Miners face growing challenges
Bitcoin miners are emerging as a vulnerable segment of the ecosystem. Lower transaction fees and reduced network activity can impact their revenue, particularly in a high cost environment.
At the same time, rising energy prices add further pressure on mining operations, which are energy intensive by nature. This combination of factors could lead to increased selling by miners if profitability declines, potentially adding downward pressure on prices.
Altcoins show mixed performance
While Bitcoin has struggled to maintain upward momentum, altcoins have shown mixed performance.
Ethereum, the second largest cryptocurrency, declined slightly, trading near $2,150. XRP also moved lower, while other major tokens such as Solana posted modest gains. Cardano, however, experienced a more noticeable decline.
Meme based cryptocurrencies like Dogecoin remained relatively stable, reflecting limited speculative activity compared to previous market cycles.
Overall, the altcoin market appears to be following Bitcoin’s lead, with movements largely influenced by broader sentiment rather than individual project developments.

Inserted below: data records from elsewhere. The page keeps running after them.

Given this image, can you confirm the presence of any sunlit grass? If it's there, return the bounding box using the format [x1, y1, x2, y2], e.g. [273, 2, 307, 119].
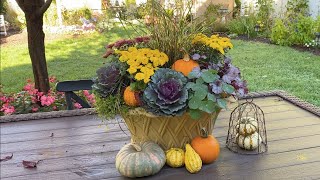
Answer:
[230, 41, 320, 106]
[1, 28, 320, 106]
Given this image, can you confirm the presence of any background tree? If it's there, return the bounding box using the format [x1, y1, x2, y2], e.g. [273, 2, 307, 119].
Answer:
[16, 0, 52, 92]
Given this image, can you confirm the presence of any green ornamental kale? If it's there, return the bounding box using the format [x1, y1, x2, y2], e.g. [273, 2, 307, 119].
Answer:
[92, 62, 123, 98]
[143, 68, 188, 116]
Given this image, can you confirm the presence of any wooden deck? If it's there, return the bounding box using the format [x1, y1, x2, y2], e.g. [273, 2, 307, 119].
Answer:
[0, 96, 320, 180]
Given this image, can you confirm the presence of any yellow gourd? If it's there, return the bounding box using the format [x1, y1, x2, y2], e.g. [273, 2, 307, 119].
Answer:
[172, 54, 199, 76]
[166, 148, 184, 168]
[236, 132, 262, 150]
[185, 144, 202, 173]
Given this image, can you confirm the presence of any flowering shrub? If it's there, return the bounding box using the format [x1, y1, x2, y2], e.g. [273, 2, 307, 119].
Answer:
[0, 77, 95, 116]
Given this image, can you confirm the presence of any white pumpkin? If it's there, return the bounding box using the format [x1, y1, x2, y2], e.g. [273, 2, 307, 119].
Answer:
[236, 117, 258, 136]
[236, 132, 262, 150]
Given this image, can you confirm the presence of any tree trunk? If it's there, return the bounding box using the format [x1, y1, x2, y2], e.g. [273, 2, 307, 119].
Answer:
[16, 0, 52, 93]
[26, 14, 50, 92]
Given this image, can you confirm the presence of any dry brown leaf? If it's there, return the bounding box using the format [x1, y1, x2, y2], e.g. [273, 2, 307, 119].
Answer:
[0, 153, 13, 162]
[22, 160, 40, 168]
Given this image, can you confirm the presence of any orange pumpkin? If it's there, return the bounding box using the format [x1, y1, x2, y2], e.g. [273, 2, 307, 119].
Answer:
[172, 54, 199, 76]
[123, 86, 139, 106]
[191, 128, 220, 164]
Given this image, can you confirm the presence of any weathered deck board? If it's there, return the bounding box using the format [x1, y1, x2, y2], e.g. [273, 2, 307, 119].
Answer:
[1, 97, 296, 134]
[0, 97, 320, 180]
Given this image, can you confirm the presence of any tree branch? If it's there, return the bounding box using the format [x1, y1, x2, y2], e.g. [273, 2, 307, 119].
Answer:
[16, 0, 26, 12]
[37, 0, 52, 15]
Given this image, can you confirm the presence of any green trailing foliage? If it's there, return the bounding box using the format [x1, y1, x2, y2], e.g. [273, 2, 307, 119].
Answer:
[143, 68, 188, 116]
[187, 70, 231, 119]
[286, 0, 309, 19]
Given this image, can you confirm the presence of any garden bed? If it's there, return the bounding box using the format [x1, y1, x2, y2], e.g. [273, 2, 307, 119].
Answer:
[234, 35, 320, 56]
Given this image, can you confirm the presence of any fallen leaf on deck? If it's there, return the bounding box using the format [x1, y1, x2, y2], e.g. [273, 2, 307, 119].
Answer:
[22, 160, 40, 168]
[0, 153, 13, 162]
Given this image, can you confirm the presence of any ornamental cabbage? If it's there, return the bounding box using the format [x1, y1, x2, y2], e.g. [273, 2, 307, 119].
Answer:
[143, 68, 188, 116]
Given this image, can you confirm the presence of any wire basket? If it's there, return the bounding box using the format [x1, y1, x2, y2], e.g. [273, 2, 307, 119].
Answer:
[226, 99, 268, 154]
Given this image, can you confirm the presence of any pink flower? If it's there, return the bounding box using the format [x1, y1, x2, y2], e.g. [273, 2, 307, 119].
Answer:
[40, 95, 56, 106]
[73, 103, 82, 109]
[83, 90, 90, 97]
[0, 96, 14, 103]
[0, 103, 16, 115]
[23, 83, 34, 91]
[31, 96, 38, 103]
[49, 76, 57, 83]
[31, 107, 39, 112]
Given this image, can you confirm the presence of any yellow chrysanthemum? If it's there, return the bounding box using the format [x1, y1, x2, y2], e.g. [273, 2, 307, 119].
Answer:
[127, 66, 137, 74]
[134, 73, 145, 81]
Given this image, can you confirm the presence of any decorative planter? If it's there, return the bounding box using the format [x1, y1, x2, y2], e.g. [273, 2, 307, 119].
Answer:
[123, 108, 220, 150]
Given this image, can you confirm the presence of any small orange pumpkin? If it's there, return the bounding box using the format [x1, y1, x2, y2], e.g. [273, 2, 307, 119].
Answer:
[191, 128, 220, 164]
[123, 86, 139, 106]
[172, 54, 199, 76]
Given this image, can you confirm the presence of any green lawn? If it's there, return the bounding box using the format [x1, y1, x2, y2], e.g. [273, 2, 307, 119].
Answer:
[1, 29, 320, 106]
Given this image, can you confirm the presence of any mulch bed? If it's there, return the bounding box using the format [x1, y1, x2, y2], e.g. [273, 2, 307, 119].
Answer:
[235, 35, 320, 56]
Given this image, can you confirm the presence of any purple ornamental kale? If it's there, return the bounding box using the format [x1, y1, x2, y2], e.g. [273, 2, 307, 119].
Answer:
[158, 79, 182, 104]
[209, 80, 223, 94]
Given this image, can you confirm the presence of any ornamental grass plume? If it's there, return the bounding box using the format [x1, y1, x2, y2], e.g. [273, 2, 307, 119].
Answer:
[146, 0, 209, 64]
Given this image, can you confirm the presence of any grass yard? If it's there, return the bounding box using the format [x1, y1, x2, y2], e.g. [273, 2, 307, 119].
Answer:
[1, 29, 320, 106]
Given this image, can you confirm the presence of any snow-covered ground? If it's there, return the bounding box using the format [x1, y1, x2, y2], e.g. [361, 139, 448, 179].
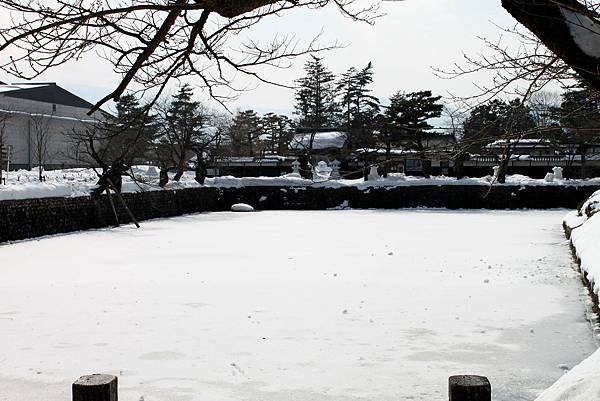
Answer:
[0, 166, 600, 200]
[537, 191, 600, 401]
[0, 210, 596, 401]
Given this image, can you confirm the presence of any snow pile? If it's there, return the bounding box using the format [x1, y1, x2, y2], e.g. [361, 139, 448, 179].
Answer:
[536, 191, 600, 401]
[0, 165, 600, 202]
[231, 203, 254, 212]
[290, 131, 348, 150]
[535, 351, 600, 401]
[0, 211, 598, 401]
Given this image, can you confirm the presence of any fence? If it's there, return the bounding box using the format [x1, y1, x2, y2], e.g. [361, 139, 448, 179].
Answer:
[72, 374, 492, 401]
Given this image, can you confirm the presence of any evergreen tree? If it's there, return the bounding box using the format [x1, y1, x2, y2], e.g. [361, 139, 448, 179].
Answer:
[337, 63, 379, 147]
[87, 94, 157, 196]
[261, 113, 293, 156]
[461, 99, 535, 183]
[386, 91, 444, 176]
[159, 84, 214, 181]
[558, 84, 600, 178]
[228, 110, 262, 156]
[295, 56, 337, 129]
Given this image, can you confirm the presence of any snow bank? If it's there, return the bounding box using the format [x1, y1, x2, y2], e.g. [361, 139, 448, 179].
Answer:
[231, 203, 254, 212]
[0, 166, 600, 201]
[536, 351, 600, 401]
[536, 191, 600, 401]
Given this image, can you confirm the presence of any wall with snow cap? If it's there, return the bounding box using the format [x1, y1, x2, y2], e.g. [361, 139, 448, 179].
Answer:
[536, 196, 600, 401]
[0, 185, 600, 242]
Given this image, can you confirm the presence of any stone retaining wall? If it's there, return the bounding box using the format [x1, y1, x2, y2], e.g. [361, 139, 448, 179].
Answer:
[0, 185, 600, 242]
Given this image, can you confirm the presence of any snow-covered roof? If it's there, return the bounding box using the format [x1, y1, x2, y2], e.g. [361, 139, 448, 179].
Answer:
[290, 131, 348, 150]
[487, 138, 550, 148]
[0, 83, 51, 93]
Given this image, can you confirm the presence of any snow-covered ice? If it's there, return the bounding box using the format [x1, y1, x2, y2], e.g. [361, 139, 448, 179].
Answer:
[0, 210, 596, 401]
[0, 166, 600, 201]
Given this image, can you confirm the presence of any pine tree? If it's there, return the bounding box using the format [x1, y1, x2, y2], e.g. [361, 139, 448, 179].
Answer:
[228, 110, 262, 156]
[295, 56, 337, 129]
[386, 91, 443, 176]
[160, 84, 212, 181]
[461, 99, 535, 183]
[261, 113, 293, 155]
[558, 84, 600, 178]
[87, 94, 157, 196]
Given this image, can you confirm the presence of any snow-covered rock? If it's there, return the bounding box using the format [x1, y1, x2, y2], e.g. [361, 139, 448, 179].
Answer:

Risk assets under pressure globally
The impact of geopolitical tensions extends beyond cryptocurrencies. Global equity markets have also experienced significant volatility, with investors reducing exposure to riskier assets.
Reports of potential U.S. troop deployments and ongoing military planning have heightened concerns about a prolonged conflict. Such developments increase uncertainty and encourage a shift toward safer assets such as gold and government bonds.
At the same time, efforts by policymakers to stabilize energy markets have provided some relief. Statements indicating the possibility of releasing strategic oil reserves and allowing certain sanctioned oil supplies to reach the market have helped ease fears of severe shortages.
However, these measures have not been enough to fully restore confidence, as the broader geopolitical situation remains unresolved.
Outlook remains uncertain
The near term outlook for Bitcoin and the broader cryptocurrency market remains highly uncertain. Much will depend on the trajectory of geopolitical events and central bank policies.
If tensions in the Middle East escalate further, risk assets could face additional pressure. Conversely, any signs of de escalation may help restore investor confidence and support a recovery in crypto prices.
The $70,000 level for Bitcoin will be closely watched as a key indicator of market direction. A sustained hold above this level could pave the way for stabilization, while a breakdown may signal further declines.
At the same time, structural changes in the crypto market, including the growing influence of institutional investment and derivatives trading, are reshaping how prices are determined.
Conclusion
Bitcoin’s recent performance highlights the increasing integration of cryptocurrency markets with the broader global financial system. No longer isolated from macroeconomic and geopolitical forces, digital assets are now responding to the same drivers that influence traditional markets.
As oil prices surge, central banks maintain cautious policies, and geopolitical tensions persist, the crypto market is entering a more complex and interconnected phase.
For investors, this environment requires careful monitoring of both technical levels and external factors. While opportunities remain, the risks associated with volatility and uncertainty are higher than ever.
Bitcoin’s ability to hold above $70,000 will serve as a crucial test of market resilience in the days ahead, offering insight into whether the current phase represents a temporary correction or the beginning of a broader shift in trend.